A conversa clássica da treta inspira-se sempre no tempo. Não tenho pudores em falar sobre o dia solarheiro de hoje ou a tempestade de ontem. No fundo, é o que todos temos em comum quando ocupamos o mesmo território. O que me aflige, no entanto, é a insistência em nos informarem sobre o que acontecerá nos próximos dias. A previsão do tempo tornou-se um passatempo para muitos, que aparentemente decorá-la como se fosse um exame de tabuada.
Estas variações para qualquer pessoa, e quanto mais tempo livre tiver, mais podem se tornar. A reforma trouxe à minha vizinha tempo de sobra, e com ele, uma paixão recente pelo IPMA. Agora, a rotina dela começa com uma olhadela no site e, a partir daí, transforma-se num meteorologista amadora. A previsão, em vez de trazer frieza científica, vem com benefícios de diversão.
A conversa começa com: “Na segunda-feira vai estar fresco, com 12ºC, e o céu vai estar parcialmente nublado, mas nada que impeça o sol de aparecer.” Tento desviar a conversa, mas ela já segue para a previsão de terça-feira: “Na terça, vai estar sol com algumas nuvens, nada de vento forte, e as temperaturas vão subir até aos 15 graus.” E, quando penso que acabou, já está a falar da quarta-feira: “Na quarta, vai estar céu limpo, mas às 16h pode cair a temperatura para 13 graus, com vento moderado vindo de norte, com intensidade de 20 km/h .” Ela diz tudo isto com um sorriso, como se estivesse a compartilhar um segredo, mesmo que eu já tenha mudado de assunto e a minha cabeça fique a vagaar para o abismo do “quem me dera que o tempo fosse só um mistério”. Mas não, ela vai continuar a detalhar a previsão de como se fosse a coisa mais importante do dia.
Para fugir aos boletins meteorológicos deste gênero, faço um esforço consciente para permitir que meu cérebro vagueie para outro tópico. Um truque mental para escapar à descrição exata das nuvens que cobrem o céu, porque tratar essa informação como o mel na prateleira: sei que existe, mas é raro precisar.

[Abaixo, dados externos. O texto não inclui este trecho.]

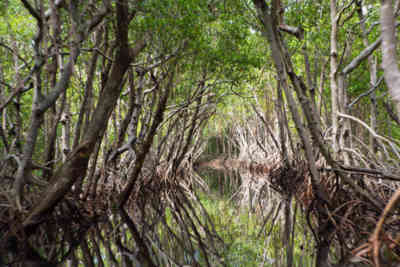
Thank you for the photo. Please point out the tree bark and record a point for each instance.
(389, 54)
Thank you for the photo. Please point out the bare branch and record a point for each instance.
(389, 58)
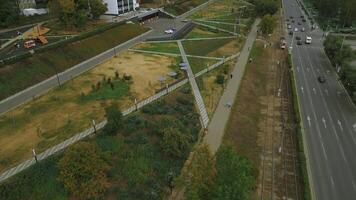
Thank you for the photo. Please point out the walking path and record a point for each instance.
(220, 118)
(195, 88)
(22, 166)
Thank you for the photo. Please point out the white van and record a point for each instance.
(308, 40)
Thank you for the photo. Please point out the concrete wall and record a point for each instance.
(112, 7)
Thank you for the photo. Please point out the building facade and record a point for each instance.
(23, 4)
(117, 7)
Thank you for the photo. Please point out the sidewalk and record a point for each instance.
(221, 116)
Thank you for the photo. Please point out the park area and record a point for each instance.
(139, 161)
(44, 64)
(70, 109)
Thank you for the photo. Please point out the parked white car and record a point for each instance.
(308, 40)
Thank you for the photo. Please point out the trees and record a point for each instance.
(83, 171)
(267, 24)
(198, 176)
(234, 178)
(76, 13)
(264, 7)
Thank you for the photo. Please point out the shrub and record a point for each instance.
(220, 79)
(83, 171)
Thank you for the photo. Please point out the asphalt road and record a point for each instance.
(327, 115)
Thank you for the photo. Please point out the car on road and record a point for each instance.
(321, 79)
(308, 40)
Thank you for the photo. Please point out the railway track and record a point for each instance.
(279, 170)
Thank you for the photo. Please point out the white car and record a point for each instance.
(308, 40)
(169, 31)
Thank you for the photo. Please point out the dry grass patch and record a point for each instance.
(61, 113)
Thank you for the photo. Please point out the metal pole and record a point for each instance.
(34, 155)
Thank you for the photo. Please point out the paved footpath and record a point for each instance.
(221, 116)
(195, 88)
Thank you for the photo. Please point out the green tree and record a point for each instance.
(97, 8)
(198, 175)
(267, 24)
(234, 178)
(83, 171)
(264, 7)
(175, 143)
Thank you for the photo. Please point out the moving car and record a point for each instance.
(321, 79)
(308, 40)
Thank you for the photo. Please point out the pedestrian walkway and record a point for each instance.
(195, 88)
(221, 116)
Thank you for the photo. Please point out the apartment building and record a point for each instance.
(117, 7)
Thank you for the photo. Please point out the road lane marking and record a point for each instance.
(309, 120)
(324, 122)
(338, 122)
(322, 146)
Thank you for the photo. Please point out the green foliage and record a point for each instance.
(37, 182)
(83, 171)
(199, 175)
(175, 143)
(267, 24)
(75, 13)
(234, 178)
(61, 56)
(114, 120)
(220, 79)
(264, 7)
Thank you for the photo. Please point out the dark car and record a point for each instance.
(321, 79)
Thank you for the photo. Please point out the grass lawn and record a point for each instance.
(73, 106)
(29, 71)
(165, 47)
(202, 32)
(210, 89)
(243, 127)
(138, 164)
(181, 6)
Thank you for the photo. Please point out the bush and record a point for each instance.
(114, 118)
(83, 171)
(220, 79)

Saber o tempo para os dias vindouros tem o mesmo encanto de alguém desvendar o final de um filme a meio. O mistério desaparece quando se sabe o que nos espera. A minha versão à meteorologia talvez tenha origem na minha má relação com os guarda-chuvas quando era criança. Sabia que, se levasse a guarda-chuva, iria perdê-lo. Ficaria no recreio, no chão do autocarro ou à porta da loja de gomas. E muito pior do que levar com chuva, era chegar a casa com uma mãe de braços cruzados, triste e desapontada, ainda com o talão do guarda-chuva na carteira…
Adoro não saber. Acordar, abrir uma janela e ser surpreendido pela visão de um céu radiante ou, pelo contrário, por uma manhã de nuvens pesadas, como uma promessa de tempestade iminente. Há um prazer quase infantil em não prever se vai chover ou fazer sol, em vestir-me com o que bem me apetece, sabendo que posso, ou não, estar preparado para o dia. Sem querer saber do tempo, fico com a sensação de que o meu cotidiano é menos rígido, menos preso à tirania do planejamento. O que posso fazer com o aviso de uma chuvada a caminho?
O que mais me surpreende é a maneira como as pessoas se agarram ao tempo, como se ele lhes devesse algo – um raio de sol garantido ou uma chuvada que se atrasa. Parece que, ao tentar prever o que o céu nos reserva, está a tentar controlar a incerteza da vida, tornando-a mais fácil de digerir. Mas, a sério, deixem o tempo em paz. Que se zangue, que mude de humor, que nos pregue partidas. É um luxo raro, nos dias que correm, deixa que uma trovoada nos apanhe de surpresa.
Eu prefiro remediar. Gosto da sensação de caminhar debaixo do céu, sem certezas absolutas. Na vida comum, tudo é cronometrado, contado, previsto. Seria pedir muito que o tempo ficasse, pelo menos ele, livre de controle?
Às vezes, imagino que meus vizinhos e outros entusiastas do IPMA irão perceber, um dia, que o tempo não precisa de quem o acompanha como quem segue uma série da Netflix. Ele existe para ser vívido, não medido. A incerteza do tempo é a última surpresa sincera que nos resta. Que cada dia traga o seu mistério, que o céu faça o que bem entenda.